SIWEK / KARSKI: Instructions how to get here [ANG CD42/2024] by Antenna Non Grata
It's a premiere day at Antenna Non Grata today! And what a mighty premiere it is!
A collaborative work of Jędrzej Siwek and Oskar Karski '' Instructions how to get here''.
A digital and a cd release as always beautifully released and curated by Antenna Non Grata.
I must say it is so far my favourite of their outing.
Imagine an illustrative piece of music that has so many colours and hues and it feels like a clear cut narrative.
Eight tracks that combine not only different moods but also a very effortless sway of different compositional techniques.

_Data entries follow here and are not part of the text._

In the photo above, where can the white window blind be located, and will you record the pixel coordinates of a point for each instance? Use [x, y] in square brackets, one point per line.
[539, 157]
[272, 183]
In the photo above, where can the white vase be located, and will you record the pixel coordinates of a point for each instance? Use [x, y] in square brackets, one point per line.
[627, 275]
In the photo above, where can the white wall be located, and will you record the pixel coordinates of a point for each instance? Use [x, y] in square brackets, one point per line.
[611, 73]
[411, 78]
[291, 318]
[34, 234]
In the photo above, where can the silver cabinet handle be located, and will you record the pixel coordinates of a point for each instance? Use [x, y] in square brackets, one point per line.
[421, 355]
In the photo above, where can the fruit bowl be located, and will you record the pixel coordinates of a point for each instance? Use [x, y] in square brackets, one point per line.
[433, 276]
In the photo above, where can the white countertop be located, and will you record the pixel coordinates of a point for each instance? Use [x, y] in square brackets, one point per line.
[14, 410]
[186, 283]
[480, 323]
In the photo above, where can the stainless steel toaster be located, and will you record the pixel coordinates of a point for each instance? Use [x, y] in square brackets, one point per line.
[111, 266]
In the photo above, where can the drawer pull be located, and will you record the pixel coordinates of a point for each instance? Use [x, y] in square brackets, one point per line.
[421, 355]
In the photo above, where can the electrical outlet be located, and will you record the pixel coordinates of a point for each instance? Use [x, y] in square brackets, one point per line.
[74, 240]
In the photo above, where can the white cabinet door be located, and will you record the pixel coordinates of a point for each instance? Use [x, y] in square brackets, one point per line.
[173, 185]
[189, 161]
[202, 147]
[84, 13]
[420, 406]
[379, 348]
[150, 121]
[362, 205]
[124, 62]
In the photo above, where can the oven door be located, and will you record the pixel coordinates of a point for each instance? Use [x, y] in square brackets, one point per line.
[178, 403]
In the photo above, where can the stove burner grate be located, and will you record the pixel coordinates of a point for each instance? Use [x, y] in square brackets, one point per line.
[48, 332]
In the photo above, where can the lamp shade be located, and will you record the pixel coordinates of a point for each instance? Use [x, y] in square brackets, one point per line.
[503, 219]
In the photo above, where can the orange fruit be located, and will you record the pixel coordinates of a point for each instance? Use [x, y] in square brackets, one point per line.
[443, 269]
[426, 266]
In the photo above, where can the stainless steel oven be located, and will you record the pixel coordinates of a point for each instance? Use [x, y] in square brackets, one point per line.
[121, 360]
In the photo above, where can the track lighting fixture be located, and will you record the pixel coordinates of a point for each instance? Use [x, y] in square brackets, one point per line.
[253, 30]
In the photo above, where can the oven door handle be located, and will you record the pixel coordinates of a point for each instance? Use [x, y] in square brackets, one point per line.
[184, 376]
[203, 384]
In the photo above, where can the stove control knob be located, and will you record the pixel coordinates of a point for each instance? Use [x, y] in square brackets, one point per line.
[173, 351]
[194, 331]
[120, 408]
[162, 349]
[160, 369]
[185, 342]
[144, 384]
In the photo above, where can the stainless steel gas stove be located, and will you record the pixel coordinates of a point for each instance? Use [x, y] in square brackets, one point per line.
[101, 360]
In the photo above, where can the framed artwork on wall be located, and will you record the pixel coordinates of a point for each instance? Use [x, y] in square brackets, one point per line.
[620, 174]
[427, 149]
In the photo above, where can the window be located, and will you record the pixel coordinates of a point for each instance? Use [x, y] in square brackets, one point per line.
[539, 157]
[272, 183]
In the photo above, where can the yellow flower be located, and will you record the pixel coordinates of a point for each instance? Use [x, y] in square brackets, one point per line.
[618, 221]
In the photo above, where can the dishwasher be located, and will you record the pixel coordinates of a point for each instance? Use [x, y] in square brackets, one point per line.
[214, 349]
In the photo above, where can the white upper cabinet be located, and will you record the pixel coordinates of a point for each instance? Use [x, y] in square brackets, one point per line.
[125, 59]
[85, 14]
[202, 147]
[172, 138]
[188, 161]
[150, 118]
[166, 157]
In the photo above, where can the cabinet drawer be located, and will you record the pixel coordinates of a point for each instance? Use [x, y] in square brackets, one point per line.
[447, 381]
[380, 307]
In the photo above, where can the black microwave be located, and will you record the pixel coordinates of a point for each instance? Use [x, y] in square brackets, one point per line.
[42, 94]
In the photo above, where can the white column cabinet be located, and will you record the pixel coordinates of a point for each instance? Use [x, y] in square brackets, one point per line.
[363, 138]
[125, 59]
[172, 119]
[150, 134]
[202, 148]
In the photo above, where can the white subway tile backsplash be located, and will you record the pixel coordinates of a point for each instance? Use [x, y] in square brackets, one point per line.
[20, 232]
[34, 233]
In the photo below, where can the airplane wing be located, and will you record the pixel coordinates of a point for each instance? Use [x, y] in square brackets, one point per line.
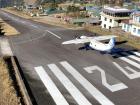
[77, 41]
[101, 38]
[88, 39]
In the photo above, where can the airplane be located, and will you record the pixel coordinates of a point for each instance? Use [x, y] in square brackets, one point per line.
[94, 42]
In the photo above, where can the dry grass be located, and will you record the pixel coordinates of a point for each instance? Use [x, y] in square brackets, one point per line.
[43, 19]
[8, 29]
[8, 94]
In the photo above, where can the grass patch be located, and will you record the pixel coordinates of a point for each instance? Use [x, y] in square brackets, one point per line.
[8, 93]
[17, 12]
[8, 29]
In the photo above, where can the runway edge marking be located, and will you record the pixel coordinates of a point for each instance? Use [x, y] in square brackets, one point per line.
[77, 95]
[102, 99]
[49, 84]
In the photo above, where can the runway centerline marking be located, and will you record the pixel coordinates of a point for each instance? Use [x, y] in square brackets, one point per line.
[49, 84]
[53, 34]
[72, 89]
[102, 99]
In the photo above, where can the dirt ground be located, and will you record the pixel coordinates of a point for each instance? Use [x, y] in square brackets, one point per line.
[8, 94]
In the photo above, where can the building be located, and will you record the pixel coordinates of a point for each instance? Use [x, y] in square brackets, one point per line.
[6, 3]
[112, 17]
[133, 25]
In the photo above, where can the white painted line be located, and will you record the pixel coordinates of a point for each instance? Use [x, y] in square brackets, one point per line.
[52, 89]
[131, 56]
[112, 88]
[130, 62]
[77, 95]
[137, 53]
[103, 100]
[34, 26]
[5, 47]
[53, 34]
[133, 75]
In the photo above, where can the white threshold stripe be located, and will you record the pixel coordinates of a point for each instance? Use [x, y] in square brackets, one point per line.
[137, 53]
[53, 34]
[131, 56]
[52, 89]
[5, 47]
[130, 62]
[77, 95]
[103, 100]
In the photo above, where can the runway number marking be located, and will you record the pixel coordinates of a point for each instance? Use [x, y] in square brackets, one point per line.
[112, 88]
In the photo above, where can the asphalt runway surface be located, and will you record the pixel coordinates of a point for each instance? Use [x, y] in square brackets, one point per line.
[64, 75]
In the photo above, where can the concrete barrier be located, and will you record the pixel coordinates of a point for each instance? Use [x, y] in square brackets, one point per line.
[24, 92]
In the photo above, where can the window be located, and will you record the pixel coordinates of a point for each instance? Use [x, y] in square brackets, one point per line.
[134, 30]
[139, 31]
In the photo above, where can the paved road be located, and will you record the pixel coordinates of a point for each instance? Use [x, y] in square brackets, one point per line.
[64, 75]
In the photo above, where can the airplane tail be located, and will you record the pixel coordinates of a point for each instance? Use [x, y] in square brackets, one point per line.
[111, 42]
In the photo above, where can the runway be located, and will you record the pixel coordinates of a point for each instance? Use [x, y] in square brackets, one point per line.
[63, 75]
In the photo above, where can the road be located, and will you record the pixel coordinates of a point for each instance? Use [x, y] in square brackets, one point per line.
[63, 75]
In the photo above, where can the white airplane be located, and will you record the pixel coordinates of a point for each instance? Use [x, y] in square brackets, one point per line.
[94, 42]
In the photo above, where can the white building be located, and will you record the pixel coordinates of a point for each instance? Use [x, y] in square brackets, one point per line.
[112, 17]
[133, 25]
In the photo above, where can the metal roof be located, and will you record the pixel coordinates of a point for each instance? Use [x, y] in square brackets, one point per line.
[116, 10]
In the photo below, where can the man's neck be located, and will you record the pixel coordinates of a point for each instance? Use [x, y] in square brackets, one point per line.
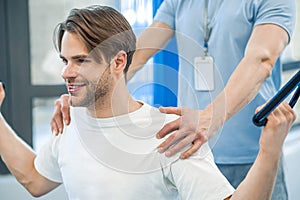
[119, 103]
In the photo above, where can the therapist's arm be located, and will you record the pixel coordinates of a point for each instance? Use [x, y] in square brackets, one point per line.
[19, 158]
[260, 180]
[264, 46]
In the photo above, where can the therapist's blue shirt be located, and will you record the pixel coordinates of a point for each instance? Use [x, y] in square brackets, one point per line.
[237, 142]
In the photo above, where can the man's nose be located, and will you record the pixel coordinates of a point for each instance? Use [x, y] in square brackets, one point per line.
[70, 71]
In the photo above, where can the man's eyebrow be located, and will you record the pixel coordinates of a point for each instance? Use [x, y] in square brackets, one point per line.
[80, 56]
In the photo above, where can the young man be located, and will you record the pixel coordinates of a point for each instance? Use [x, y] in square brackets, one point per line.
[109, 151]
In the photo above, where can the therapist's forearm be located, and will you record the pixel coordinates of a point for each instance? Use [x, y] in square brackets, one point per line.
[16, 154]
[260, 56]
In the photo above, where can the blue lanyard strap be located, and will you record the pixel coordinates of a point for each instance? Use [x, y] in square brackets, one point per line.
[208, 26]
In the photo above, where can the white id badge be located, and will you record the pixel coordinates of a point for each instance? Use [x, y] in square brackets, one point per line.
[204, 73]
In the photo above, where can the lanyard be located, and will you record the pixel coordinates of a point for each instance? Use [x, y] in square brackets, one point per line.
[208, 27]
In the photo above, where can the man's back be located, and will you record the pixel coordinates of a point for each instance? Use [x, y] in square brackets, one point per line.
[116, 158]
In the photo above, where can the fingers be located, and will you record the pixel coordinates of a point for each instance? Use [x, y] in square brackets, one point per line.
[181, 139]
[169, 128]
[171, 110]
[193, 149]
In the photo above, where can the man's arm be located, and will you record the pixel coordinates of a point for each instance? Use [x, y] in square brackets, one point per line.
[264, 46]
[199, 178]
[19, 158]
[260, 180]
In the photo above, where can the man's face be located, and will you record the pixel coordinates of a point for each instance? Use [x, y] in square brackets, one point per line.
[87, 81]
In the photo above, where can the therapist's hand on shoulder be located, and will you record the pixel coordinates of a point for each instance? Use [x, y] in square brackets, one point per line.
[61, 115]
[192, 127]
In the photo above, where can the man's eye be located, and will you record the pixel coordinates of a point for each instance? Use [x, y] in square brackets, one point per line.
[83, 60]
[64, 61]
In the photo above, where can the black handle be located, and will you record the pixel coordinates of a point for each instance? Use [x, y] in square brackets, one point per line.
[260, 118]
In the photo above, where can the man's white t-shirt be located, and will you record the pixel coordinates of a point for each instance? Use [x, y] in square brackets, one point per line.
[116, 158]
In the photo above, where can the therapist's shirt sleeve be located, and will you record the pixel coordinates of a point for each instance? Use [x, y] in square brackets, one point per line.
[46, 161]
[279, 12]
[166, 13]
[198, 177]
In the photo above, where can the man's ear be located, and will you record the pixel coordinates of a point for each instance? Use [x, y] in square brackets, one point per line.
[119, 62]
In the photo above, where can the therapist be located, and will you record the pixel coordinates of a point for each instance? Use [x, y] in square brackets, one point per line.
[229, 64]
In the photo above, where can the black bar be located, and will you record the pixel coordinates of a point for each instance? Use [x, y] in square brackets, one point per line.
[260, 118]
[295, 98]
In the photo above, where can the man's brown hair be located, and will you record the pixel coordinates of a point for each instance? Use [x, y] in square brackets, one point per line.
[102, 29]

There are reeds here, there's a glitchy melancholic experimental background but most of all there is a tasteful skill to combine all those elements in one. It feels more like a studious analysis of some phenomena like magnetism of anything that makes you feel like you are part of something larger than yourself, larger than life. Yet, having all those elements that a tender, deep piece of music that invites you to a self-reflection, should have.
With a cluster of kaleidoscope, stained glass-like compositions, I was afraid that there will be some sort of pomposity bias but there's nothing of that sort energy here.
A duo has always been a great idea when it comes to composing an experimental music that has its edges strung across different classifications and genres and it works perfectly here between Siwek and Karski.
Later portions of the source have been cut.